Step 6: Interpret the result of the hypothesis test.

$$p = 0.0016789$$. At the 5% significance level, the data provides very strong evidence to conclude that the average annual salary of female graduates of Politcal Science differs from the average annual salary of female graduates of Social Sciences.

Hypothesis testing in R

We just completed a non-pooled t-test in R manually. Now we make use of the full power of the R machinery to obtain the same result as above by just one line of code!

In order to conduct a non-pooled t-test in R we apply the t.test() function. We provide two vectors as data input, and further, we set var.equal = FALSE, in order to explicitly state, that we apply the non-pooled version of the t-test. We do not need to set the alternative argument, as the default value corresponds to our alternative hypothesis $$H_A: \; \mu_1 \ne \mu_2$$.

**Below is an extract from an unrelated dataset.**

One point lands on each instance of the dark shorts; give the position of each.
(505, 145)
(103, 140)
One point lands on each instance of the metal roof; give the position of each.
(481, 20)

t.test(x = PS, y = SS, var.equal = FALSE)
##
##  Welch Two Sample t-test
##
## data:  PS and SS
## t = 3.2521, df = 79.943, p-value = 0.001679
## alternative hypothesis: true difference in means is not equal to 0
## 95 percent confidence interval:
##  1553.956 6455.035
## sample estimates:
## mean of x mean of y
##  33249.20  29244.71

Super powerful! Compare the output of the t.test() function with our result from above. They match perfectly! Again, we may conclude that at the 5% significance level, the data provides very strong evidence to conclude that the average annual salary of female graduates of Politcal Science differs from the average annual salary of female graduates of Social Sciences.